As for our mission in education, we feel the need to paint a more coherent horizon.

Over the past decade there have been a number of important new statements and a series of different events on the theme of Jesuit Education at the global level.

This has given rise to a renewed awareness of being part of a global Ignatian family, of different provinces sharing the same mission and pedagogical paradigm, albeit adapted to local needs and possibilities. Collaboration and networking have become the new way of proceeding. Educate Magis has enabled the emergence of an online community of schools in the Jesuit network by facilitating the sharing of stories and best practices, of new initiatives and inspirations.

The document on the 4Cs emphasized the link between Ignatian spirituality and pedagogy and went on to properly describe what we mean by – academic ánd human – excellence in Jesuit education.  The first meeting of education delegates from around the world (2017) went on to devise a new plan of action (The Rio Statement) for all the regions in the global network.

Only last year ‘The Living Tradition’ was published, representing a culmination of ongoing discernment on Jesuit education over the last 40 years. It brings together the insights of earlier documents and integrates them into a new framework for our times. It points to the needs of the world and suggests ten identifiers or horizons as constituting our distinctively Jesuit response.

And most recently, an interactive infographic was developed which integrates all these documents – as well as the UAPs – in pictorial form. This is no mean feat as it successfully brings a unity and a coherence that was very much needed. See: https://www.educatemagis.org/infographic-integrated-perspective/

At the very center of this integrated infographic, we see that the core of our mission is that of reconciliation: reconciliation with each other as fellow human beings, with God and with creation. This is a step-by-step process, starting with fostering an attitude of heartfelt empathy in our school communities, through creating spaces for contemplation and in-depth dialogue, to becoming more sensitive to each other, to nature and to the inner voice of the Spirit.
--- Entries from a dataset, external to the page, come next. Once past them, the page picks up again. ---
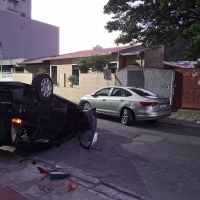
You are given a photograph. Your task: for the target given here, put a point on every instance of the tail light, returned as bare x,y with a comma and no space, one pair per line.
16,121
145,104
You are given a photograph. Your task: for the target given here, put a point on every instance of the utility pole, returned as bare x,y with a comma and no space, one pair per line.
1,56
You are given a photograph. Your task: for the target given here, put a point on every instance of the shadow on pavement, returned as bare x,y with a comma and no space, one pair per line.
160,125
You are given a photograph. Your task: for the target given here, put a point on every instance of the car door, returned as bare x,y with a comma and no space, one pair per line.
117,99
99,99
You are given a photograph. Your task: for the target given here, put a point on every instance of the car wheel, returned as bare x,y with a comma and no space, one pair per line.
44,86
86,106
126,116
86,138
15,134
153,121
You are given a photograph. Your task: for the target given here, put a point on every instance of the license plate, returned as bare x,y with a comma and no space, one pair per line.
163,106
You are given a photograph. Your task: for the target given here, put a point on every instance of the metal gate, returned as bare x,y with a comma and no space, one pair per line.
187,95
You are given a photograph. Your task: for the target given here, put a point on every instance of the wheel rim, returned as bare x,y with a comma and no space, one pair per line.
13,134
87,106
46,87
124,116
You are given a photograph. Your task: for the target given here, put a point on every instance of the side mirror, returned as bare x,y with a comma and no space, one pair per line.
94,95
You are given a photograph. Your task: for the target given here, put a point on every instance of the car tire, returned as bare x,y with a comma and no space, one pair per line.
44,86
152,121
86,138
86,106
126,116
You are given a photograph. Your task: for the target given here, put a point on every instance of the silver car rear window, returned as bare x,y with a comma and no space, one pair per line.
142,93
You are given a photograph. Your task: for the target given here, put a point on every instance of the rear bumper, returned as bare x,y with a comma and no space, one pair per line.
153,115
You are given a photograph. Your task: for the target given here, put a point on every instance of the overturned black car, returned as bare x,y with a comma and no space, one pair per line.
31,113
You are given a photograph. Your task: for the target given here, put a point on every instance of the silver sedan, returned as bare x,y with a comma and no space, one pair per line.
128,103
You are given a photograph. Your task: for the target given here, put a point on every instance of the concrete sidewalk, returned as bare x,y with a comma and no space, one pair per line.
184,117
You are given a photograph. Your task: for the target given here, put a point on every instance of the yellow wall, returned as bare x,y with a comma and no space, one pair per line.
23,77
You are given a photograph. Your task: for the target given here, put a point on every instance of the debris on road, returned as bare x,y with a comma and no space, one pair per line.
58,175
72,186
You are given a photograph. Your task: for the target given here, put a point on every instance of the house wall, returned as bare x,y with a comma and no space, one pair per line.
159,81
22,8
35,67
63,70
23,77
154,57
89,82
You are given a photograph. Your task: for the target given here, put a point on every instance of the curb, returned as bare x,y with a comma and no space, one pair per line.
180,122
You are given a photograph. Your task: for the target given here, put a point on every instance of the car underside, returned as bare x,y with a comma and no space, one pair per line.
32,113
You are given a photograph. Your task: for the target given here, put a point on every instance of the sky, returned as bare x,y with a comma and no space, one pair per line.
81,22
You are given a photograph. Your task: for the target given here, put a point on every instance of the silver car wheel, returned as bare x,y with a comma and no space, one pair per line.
86,106
46,87
124,117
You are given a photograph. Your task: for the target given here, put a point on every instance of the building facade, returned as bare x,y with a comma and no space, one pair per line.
18,7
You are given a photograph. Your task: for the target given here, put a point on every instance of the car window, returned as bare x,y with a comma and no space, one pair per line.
103,92
142,93
119,92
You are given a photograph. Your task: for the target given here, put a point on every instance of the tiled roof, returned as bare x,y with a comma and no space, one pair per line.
94,51
36,60
181,64
86,53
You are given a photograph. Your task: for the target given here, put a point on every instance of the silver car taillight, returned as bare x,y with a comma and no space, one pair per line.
145,104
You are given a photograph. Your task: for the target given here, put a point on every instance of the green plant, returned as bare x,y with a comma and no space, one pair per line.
83,65
73,79
41,70
95,63
197,65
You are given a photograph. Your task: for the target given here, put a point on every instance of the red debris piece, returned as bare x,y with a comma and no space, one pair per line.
72,186
43,171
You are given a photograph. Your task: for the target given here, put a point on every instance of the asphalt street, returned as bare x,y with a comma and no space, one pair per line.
143,161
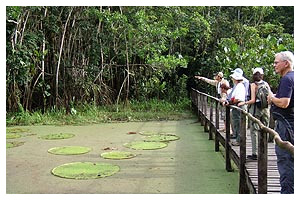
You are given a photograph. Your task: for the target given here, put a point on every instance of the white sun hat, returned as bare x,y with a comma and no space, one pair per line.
237,76
258,69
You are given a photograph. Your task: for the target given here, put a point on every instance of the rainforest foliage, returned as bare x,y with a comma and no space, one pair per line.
58,57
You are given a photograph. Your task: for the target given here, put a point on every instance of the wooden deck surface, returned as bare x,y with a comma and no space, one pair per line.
273,184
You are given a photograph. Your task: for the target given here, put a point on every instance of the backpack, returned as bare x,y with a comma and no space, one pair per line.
262,95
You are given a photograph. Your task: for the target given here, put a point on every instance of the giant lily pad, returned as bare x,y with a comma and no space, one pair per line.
69,150
12,135
85,170
118,155
57,136
13,144
16,130
142,145
161,138
148,133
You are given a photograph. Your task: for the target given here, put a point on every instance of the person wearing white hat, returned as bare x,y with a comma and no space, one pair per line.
258,107
237,96
245,82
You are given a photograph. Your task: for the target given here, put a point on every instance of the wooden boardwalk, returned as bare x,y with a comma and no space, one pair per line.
250,179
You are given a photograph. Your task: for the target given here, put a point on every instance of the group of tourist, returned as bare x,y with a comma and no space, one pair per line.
259,100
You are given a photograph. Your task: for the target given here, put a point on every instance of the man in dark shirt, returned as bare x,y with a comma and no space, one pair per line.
282,110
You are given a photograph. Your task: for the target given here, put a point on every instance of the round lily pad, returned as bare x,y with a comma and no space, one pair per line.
16,130
161,138
142,145
12,136
85,170
148,133
57,136
13,144
69,150
118,155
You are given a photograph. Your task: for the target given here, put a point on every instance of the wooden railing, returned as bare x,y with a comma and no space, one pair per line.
202,102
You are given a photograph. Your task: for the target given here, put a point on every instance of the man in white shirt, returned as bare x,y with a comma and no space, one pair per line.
238,95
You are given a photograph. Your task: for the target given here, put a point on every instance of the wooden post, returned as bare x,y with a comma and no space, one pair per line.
198,106
201,109
262,163
205,115
217,125
227,141
243,189
210,137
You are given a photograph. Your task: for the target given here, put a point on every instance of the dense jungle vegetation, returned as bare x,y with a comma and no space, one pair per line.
61,58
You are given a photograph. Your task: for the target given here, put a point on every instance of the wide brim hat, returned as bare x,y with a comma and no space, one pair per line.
258,69
237,76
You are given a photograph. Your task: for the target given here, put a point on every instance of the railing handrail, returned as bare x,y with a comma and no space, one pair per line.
282,144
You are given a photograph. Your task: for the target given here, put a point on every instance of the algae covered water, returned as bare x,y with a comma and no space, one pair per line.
188,165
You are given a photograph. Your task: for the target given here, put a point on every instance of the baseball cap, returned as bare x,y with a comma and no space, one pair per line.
220,74
238,70
236,76
258,69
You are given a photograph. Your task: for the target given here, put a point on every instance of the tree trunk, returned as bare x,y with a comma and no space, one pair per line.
59,59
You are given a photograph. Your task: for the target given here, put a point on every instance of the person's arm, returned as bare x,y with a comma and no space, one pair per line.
209,81
279,102
253,96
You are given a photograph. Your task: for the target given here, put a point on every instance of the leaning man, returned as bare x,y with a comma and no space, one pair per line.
282,110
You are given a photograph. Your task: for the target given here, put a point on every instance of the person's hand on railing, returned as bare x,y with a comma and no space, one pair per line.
270,97
199,77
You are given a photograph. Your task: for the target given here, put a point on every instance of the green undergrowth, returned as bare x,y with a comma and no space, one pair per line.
88,114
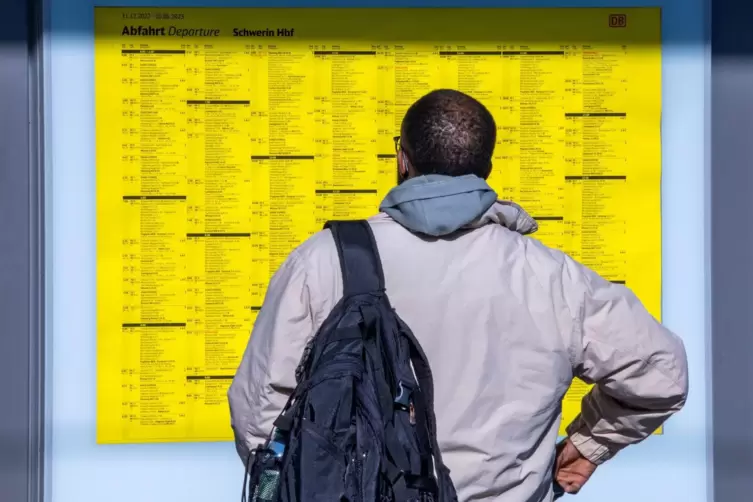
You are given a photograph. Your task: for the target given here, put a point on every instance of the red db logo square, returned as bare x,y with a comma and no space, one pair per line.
617,21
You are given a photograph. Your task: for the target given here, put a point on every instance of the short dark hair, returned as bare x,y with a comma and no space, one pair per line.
450,133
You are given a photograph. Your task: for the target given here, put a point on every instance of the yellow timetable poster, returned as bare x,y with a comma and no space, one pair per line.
225,137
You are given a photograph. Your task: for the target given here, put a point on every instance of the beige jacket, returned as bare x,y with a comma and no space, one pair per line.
506,323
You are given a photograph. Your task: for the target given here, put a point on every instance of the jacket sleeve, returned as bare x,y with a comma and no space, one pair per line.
637,366
266,376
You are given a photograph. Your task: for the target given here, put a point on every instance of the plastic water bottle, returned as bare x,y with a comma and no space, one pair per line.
269,481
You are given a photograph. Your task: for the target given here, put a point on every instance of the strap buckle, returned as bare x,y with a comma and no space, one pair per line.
403,398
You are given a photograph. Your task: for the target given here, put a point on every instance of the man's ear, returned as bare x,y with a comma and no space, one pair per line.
402,167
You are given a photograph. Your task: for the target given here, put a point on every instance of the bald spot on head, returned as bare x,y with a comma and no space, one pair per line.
450,133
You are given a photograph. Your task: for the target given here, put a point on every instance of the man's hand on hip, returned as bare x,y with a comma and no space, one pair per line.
572,469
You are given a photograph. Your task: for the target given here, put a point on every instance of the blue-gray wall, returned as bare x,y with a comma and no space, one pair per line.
21,263
732,248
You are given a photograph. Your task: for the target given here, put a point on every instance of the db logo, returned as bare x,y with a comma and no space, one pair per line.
617,20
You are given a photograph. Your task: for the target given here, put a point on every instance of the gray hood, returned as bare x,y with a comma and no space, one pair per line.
438,205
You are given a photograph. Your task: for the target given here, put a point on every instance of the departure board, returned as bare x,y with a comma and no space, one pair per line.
225,137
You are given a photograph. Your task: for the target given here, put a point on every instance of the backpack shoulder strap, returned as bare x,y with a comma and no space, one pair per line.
359,257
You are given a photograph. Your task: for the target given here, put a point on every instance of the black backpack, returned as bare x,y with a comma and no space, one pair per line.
359,427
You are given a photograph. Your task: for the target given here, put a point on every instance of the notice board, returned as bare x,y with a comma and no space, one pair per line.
226,136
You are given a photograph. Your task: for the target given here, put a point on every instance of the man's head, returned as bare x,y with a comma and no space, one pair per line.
446,132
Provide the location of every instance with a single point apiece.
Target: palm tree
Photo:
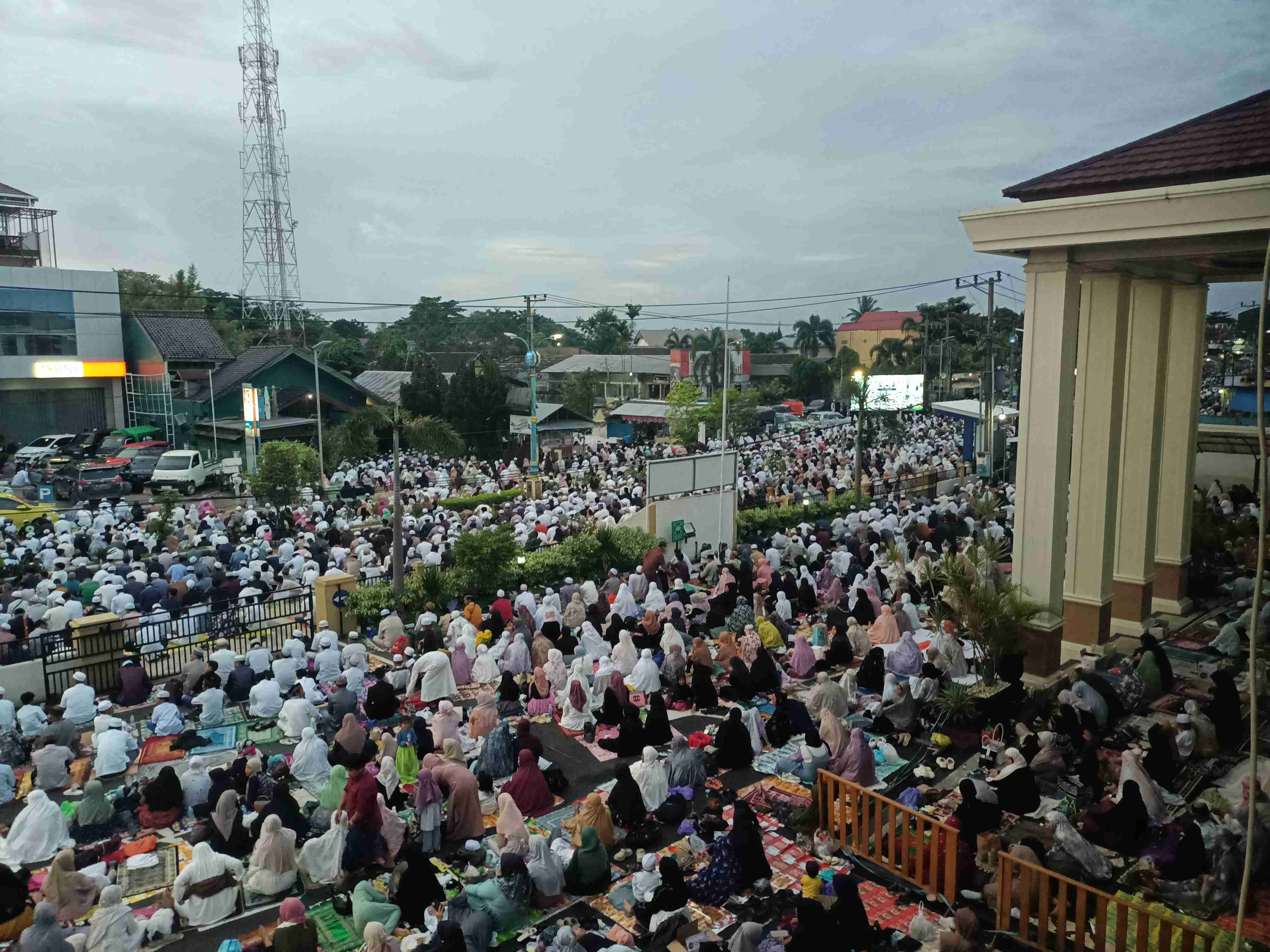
(891, 356)
(709, 359)
(864, 305)
(678, 340)
(426, 435)
(812, 333)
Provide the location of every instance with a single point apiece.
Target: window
(37, 323)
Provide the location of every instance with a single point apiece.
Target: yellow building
(871, 329)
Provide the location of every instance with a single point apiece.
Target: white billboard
(690, 474)
(895, 392)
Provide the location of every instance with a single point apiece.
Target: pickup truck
(185, 470)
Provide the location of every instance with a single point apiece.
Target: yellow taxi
(21, 511)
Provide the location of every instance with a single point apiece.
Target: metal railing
(900, 840)
(1116, 923)
(166, 647)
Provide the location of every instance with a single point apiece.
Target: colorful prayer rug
(159, 750)
(224, 738)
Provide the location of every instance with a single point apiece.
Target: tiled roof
(184, 336)
(1226, 144)
(236, 373)
(882, 321)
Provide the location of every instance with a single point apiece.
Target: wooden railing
(900, 840)
(1118, 925)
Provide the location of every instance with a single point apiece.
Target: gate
(164, 648)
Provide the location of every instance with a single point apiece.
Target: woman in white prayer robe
(194, 892)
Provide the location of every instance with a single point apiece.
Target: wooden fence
(1116, 923)
(900, 840)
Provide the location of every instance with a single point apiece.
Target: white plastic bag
(321, 857)
(923, 929)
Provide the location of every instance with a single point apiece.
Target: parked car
(44, 447)
(22, 512)
(86, 444)
(185, 470)
(78, 483)
(142, 463)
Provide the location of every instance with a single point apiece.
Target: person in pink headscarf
(802, 658)
(462, 666)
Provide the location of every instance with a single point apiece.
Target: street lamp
(859, 378)
(322, 460)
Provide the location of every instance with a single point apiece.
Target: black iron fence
(166, 647)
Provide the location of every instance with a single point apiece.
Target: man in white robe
(438, 677)
(266, 699)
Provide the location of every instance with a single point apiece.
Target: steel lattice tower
(271, 275)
And it is in fostering this same atmosphere that we can embrace Fr. General Sosa’s recent request to regularly review the schools in our Jesuit network in regard to where they are in shaping our common mission, building good relationships and deepening self-awareness within our school communities. Considering the importance of this topic we dedicated a separate article to it by Brian Flannery (JECSE Steering Committee).

You will find another separate article on the last topic of our meeting, around the Covid Crisis and the deep impact it has had on our schools, reporting on the experiences and in-depth reflections of Klaus Mertes sj, as a principal of one of the German schools in our network.